The taste of a freshly harvested melonwarmed by the summer sun or chilled to eat on a hot day as a sweet treat is a real delight. So, every year I eagerly sow my melon seeds – usually in late April/early May – with thoughts of harvesting my first delicious fruit of the year.
This, however, is a sun-loving crop, so success depends in part on the great British weather, and as skilled as you may be in growing them, much depends on just how much light, warmth, and humidity they receive. To harvest good melons two years out of three is a good result.
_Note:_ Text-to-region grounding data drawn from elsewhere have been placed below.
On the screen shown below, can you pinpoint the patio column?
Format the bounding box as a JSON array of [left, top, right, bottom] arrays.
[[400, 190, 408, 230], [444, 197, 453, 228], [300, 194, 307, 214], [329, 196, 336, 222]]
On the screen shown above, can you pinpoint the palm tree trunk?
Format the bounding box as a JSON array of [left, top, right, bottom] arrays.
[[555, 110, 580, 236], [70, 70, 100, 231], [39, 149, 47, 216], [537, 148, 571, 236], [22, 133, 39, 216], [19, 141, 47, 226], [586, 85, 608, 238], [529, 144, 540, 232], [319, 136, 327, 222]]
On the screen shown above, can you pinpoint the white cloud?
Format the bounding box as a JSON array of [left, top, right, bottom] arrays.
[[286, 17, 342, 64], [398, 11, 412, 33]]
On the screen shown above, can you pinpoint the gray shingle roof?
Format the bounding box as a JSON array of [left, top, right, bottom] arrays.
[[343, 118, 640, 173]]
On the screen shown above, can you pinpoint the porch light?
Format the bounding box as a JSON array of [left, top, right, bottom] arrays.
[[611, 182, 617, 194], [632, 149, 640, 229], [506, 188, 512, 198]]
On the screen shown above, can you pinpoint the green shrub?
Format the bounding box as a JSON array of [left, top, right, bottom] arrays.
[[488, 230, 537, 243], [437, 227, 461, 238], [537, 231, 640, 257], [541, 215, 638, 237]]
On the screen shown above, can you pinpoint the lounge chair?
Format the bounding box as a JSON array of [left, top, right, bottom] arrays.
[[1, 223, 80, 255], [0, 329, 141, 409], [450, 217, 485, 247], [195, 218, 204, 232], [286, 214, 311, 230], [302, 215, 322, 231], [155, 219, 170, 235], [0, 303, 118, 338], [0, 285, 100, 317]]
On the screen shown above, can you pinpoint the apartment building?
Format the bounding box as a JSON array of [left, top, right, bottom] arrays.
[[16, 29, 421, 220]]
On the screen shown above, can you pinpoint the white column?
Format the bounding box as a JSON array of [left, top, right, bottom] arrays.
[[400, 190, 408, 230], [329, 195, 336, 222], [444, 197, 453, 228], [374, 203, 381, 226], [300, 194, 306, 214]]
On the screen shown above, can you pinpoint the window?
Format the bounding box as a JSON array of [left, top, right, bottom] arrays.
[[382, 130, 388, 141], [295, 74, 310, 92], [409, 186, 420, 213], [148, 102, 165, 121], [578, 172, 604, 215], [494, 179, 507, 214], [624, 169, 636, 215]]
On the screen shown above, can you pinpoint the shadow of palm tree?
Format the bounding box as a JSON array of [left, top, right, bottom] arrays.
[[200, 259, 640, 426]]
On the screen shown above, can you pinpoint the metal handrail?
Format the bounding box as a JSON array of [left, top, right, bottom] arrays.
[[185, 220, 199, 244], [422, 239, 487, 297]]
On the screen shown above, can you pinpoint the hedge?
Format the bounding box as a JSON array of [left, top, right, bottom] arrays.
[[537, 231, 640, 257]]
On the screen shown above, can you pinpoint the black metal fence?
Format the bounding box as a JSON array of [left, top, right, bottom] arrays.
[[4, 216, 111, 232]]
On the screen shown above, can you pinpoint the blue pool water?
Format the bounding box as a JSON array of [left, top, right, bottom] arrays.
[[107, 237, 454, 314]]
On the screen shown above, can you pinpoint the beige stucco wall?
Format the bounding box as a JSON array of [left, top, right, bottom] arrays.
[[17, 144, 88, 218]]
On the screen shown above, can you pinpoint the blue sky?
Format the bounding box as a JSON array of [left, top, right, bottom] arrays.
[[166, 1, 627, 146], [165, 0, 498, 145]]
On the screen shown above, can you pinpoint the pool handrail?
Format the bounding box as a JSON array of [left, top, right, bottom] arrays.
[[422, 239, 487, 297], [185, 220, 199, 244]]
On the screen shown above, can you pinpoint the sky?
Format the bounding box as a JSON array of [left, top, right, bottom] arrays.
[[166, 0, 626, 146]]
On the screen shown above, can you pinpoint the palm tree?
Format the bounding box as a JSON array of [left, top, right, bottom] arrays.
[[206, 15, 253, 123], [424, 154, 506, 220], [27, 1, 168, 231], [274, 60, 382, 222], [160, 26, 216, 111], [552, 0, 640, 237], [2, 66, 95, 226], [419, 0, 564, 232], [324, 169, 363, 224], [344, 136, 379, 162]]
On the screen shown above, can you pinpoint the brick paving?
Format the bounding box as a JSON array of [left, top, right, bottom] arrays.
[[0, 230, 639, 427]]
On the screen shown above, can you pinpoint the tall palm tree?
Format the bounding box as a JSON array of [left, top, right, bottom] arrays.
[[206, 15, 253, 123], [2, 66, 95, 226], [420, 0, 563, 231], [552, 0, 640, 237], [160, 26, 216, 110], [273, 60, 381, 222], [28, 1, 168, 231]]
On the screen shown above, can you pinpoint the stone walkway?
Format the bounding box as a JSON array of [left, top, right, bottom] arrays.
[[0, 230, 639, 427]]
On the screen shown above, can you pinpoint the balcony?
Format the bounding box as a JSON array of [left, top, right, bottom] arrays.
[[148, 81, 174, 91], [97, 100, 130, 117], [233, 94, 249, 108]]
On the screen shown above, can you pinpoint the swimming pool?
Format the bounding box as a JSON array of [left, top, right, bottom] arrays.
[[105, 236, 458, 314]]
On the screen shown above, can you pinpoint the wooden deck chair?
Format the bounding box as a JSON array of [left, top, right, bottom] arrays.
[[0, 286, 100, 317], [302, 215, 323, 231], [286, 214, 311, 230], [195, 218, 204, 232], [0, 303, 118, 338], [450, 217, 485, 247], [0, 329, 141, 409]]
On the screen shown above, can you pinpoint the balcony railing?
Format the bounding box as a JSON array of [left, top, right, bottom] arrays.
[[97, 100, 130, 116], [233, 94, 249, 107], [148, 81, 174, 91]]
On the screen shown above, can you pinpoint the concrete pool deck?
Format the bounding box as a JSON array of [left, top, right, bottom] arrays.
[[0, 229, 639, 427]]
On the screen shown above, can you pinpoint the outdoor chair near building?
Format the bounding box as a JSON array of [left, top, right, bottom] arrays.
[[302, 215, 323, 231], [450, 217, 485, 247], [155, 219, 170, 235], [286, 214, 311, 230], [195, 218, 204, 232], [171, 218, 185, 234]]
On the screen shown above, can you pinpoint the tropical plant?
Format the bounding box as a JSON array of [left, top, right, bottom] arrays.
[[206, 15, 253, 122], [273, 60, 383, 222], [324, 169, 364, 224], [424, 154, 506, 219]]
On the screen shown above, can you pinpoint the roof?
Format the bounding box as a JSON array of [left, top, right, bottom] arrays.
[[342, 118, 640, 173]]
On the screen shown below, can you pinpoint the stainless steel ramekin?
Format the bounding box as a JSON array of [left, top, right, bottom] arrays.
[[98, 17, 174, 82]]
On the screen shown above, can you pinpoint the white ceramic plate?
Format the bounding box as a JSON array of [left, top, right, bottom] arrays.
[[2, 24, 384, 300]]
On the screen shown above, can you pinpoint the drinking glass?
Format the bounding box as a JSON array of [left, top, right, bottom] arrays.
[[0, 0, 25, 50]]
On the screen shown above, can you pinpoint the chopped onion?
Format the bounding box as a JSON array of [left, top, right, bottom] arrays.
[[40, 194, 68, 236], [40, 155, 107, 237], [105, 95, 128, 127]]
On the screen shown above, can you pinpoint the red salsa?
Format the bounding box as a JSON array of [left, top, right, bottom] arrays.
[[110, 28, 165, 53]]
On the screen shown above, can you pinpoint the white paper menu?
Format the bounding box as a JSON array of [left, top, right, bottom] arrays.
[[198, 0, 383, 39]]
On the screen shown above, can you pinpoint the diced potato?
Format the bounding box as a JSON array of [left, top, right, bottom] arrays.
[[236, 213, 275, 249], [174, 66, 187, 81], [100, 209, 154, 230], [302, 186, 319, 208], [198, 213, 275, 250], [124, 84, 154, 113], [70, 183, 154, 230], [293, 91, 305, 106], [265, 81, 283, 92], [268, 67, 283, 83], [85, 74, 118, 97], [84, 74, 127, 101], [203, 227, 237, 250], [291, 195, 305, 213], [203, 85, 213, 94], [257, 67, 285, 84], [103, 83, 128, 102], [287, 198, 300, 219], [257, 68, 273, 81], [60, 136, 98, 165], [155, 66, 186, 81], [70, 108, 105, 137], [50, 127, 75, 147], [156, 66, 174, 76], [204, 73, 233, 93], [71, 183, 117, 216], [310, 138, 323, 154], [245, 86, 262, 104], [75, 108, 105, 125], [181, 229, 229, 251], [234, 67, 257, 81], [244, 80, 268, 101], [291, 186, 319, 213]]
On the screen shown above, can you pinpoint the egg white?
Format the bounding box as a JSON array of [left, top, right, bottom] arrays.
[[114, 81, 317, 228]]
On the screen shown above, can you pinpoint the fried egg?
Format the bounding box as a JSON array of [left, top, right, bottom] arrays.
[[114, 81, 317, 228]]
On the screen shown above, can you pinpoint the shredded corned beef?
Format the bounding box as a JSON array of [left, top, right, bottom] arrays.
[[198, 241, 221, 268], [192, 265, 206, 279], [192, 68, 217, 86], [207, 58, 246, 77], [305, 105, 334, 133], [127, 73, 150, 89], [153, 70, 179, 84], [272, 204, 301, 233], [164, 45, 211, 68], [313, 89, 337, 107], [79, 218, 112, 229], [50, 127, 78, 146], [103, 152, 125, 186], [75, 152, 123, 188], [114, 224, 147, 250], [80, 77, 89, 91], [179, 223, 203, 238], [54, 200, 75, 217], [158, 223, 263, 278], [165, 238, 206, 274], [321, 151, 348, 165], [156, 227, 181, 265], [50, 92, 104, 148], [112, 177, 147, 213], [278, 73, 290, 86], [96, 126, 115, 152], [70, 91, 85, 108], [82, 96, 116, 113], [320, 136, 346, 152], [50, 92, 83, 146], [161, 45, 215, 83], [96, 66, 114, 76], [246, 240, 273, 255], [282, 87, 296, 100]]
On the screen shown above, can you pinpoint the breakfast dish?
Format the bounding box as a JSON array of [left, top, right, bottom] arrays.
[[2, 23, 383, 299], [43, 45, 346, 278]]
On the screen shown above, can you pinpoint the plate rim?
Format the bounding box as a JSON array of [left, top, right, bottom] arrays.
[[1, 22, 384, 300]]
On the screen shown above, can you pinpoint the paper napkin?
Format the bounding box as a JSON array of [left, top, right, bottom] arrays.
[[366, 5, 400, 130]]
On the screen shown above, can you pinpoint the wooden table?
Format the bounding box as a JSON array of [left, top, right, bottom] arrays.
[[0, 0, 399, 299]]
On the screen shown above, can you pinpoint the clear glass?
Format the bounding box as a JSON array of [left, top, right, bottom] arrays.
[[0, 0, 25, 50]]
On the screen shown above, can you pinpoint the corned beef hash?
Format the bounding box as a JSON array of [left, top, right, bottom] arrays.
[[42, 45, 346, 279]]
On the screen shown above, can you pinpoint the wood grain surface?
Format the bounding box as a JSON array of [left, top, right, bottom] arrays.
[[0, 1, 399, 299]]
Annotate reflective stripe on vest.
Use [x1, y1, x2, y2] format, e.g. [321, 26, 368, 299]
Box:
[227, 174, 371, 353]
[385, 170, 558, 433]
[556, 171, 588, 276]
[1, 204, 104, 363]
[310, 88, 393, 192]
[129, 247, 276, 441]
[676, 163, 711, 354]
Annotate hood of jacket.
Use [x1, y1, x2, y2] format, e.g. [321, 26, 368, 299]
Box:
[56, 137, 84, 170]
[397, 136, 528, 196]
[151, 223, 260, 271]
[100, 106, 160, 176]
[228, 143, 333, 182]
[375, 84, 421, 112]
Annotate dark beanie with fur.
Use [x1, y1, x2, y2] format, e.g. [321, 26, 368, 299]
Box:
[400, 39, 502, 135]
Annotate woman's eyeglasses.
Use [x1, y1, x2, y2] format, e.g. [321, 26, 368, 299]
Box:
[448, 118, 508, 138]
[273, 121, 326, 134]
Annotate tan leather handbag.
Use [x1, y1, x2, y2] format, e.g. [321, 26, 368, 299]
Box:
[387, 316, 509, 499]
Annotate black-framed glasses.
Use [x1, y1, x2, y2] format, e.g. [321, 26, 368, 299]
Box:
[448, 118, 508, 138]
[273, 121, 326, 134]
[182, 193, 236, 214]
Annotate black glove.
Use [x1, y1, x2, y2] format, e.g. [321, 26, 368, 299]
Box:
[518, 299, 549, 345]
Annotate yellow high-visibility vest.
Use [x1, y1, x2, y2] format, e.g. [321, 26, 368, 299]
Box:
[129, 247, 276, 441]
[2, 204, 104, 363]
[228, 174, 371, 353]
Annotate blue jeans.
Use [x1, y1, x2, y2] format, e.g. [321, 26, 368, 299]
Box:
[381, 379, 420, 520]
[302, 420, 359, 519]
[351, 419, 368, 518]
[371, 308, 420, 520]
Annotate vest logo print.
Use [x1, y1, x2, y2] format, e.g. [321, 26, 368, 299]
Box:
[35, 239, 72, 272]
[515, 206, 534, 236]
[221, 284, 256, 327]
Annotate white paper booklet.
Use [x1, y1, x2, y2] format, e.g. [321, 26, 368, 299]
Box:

Don’t let that put you off, however, since when they do produce you’ll not only be tucking into one of the best tasting and most refreshing fruits available, you’ll be glowing with pride at your growing prowess, too!
SOWING THE SEEDS
Sowing takes place from mid to late April and starting the relatively large, flat seeds is simply a matter of placing one or two into a 7cm (3in) pot on the surface of fresh seed or multi-purpose compost. If you have sown cucumbers, courgettes, or marrows before, then you’ll already know how to make a start with melons. Like their cousins, they like well-drained compost, so I use a loam-based John Innestype seed compost but add a little extra grit, perlite, or vermiculite to improve drainage and avoid compaction.
Sow on their edge as this is said to reduce the chances of rotting and bury the seeds about 13mm (½in) deep in the compost. Water well and label before placing the pots on a heated bench, mat or in a heated propagator set to 18-21C (64-70F). If you have a bright southfacing windowsill, your seeds should germinate well here, too.
Maintain watering without getting the compost too wet.
If you elect to sow two seeds per pot, thin to the strongest as soon as possible and grow those remaining in a light, warm place – 15C (60F) is ideal for strong, healthy plants.
Plants are best grown in a polytunnel, greenhouse or cold frame as growing outdoors in most areas of the UK is just too hit and miss. If started inside plants should be moved to their outdoor homes once all fear of frost is past and when temperatures can be maintained. It is better to sow a little later than to try to grow them in temperatures much below 15C (60F) at night.